Performance measures
It’s often surprising how few employees know what they need to do, in measurable ways, to be doing a good job. Ask your team members “what do you think you’d have to be doing, consistently, for me to say you were performing really well?”. Or you could ask “What would you have to do for me to WANT to give you a per rise?”. If anyone hesitates on either answer, they don’t know and are therefore not focused on performing well. Be specific on all their responsibilities. How quickly do you want the phone answered, how early do you want them in the office, how should they speak to customers, and so on. Make it clear and encourage them to perform well.
Measurable goals for the quarter and year
Most jobs break down into things that have to be done on-going – like answering the phone perhaps – and things which are shorter term objectives – like “get ten new clients this month” or “reduce delivery errors to under 1% by year end”. Everyone should have about one to five specific objectives to work on in a quarter, in addition to their regular work. Set agreed goals with measures and dates to report progress and a completion date, then review completion afterwards. Everyone responds to this kind of clarity and it provides more job satisfaction than just doing the regular job.
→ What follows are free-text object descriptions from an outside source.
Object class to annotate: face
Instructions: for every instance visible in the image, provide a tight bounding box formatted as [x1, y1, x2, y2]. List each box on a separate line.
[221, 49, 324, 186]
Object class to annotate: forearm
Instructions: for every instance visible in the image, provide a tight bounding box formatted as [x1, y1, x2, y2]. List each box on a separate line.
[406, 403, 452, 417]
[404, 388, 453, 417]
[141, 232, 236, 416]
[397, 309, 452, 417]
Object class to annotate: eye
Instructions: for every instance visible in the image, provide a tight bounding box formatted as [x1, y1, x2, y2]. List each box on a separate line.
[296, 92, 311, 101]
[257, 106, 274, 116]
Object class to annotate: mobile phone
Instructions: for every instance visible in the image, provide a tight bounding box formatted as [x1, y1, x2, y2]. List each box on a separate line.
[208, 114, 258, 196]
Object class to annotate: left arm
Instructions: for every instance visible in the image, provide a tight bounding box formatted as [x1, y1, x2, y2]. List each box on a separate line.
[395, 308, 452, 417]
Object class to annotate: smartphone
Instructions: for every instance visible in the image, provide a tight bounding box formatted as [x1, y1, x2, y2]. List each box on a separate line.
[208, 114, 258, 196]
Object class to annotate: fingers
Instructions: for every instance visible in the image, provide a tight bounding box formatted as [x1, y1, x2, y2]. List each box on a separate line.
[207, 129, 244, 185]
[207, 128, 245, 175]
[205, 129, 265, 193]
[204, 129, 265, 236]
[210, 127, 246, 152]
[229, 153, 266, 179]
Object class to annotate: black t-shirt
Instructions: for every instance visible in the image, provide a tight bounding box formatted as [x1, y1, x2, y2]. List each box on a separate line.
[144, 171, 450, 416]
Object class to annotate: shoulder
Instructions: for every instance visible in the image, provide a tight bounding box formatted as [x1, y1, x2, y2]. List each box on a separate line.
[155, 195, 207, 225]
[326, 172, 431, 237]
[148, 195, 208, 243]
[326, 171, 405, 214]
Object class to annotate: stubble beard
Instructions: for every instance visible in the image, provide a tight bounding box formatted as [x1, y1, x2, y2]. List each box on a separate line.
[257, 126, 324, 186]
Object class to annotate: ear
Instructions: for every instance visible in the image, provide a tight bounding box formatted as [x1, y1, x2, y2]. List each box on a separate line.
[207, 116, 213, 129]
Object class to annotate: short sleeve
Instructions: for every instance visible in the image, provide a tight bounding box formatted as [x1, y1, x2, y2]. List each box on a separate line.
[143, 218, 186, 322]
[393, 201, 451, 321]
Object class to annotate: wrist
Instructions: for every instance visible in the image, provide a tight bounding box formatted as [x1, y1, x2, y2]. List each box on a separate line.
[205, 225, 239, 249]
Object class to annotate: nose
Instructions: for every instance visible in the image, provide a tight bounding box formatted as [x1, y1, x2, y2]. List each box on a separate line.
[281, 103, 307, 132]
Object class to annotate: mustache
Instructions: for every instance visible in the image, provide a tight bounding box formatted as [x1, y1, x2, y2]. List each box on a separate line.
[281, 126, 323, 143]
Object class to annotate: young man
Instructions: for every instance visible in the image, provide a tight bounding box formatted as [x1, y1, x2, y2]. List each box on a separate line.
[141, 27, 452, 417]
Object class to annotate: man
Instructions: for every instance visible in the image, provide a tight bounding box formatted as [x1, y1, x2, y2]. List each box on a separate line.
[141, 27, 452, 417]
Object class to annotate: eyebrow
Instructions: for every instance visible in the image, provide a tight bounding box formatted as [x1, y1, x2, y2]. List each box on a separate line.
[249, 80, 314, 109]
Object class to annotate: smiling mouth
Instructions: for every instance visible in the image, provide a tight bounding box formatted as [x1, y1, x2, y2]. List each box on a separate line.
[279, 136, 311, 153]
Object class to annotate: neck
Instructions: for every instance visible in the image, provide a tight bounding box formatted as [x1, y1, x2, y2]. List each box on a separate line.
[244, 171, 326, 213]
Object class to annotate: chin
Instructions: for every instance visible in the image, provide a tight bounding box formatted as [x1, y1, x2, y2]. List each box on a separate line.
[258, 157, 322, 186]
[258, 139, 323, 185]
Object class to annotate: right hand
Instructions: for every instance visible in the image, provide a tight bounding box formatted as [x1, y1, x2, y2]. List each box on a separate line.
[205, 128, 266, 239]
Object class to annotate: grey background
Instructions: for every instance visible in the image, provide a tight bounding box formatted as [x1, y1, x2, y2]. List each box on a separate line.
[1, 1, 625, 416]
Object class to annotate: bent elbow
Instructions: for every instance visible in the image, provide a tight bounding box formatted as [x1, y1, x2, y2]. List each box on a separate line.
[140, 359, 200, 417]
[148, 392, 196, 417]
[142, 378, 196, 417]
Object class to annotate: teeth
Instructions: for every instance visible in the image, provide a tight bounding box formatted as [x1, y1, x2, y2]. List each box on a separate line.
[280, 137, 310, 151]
A Personal Development Plan (PDP)
Make it clear right from the start that you expect every team member to me working on developing their own knowledge and skills all the time. Be clear it’s their responsibility, although you will support them. Personally I wouldn’t even consider giving an annual pay rise to someone who can’t demonstrate any significant personal growth from year to year. Remember that it’s actually really difficult for a company to grow much faster than it’s team’s knowledge and ability. A PDP is a written document that usually identifies areas of improvement for a team member, lists actions to be taken and target dates, and records what development actually takes place.
Regular appraisals
This is one of the greatest failures of managers – they don’t hold reliable regular appraisals with their team members. As a result everyone plods along doing ‘stuff’ but the company and the team progress in an uncoordinated way with unclear goals and the company profits suffer. Be sure to hold appraisals with each team member on a weekly basis. Initially it could take an hour each, but after a few months it should be possible to achieve everything necessary within 15-30 minutes and skipping a week every now and again is fine. The things to be discussed are all the list above: Attitude and behaviour, measurable performance, progress on goals, and personal development.
Annual review
Every team member deserves a personal review once a year to let them know how they’re doing – ideally versus the goals they were set a year before – and to set new goals for the coming year. Most companies do an annual review and annual pay review at the same time. I recommend splitting these so that the appraisal is all about performance and goal setting. If a salary review is combined – all they want to hear is “how much”. By all means hold an annual pay review a month or two after and link it to performance, but keep them separate.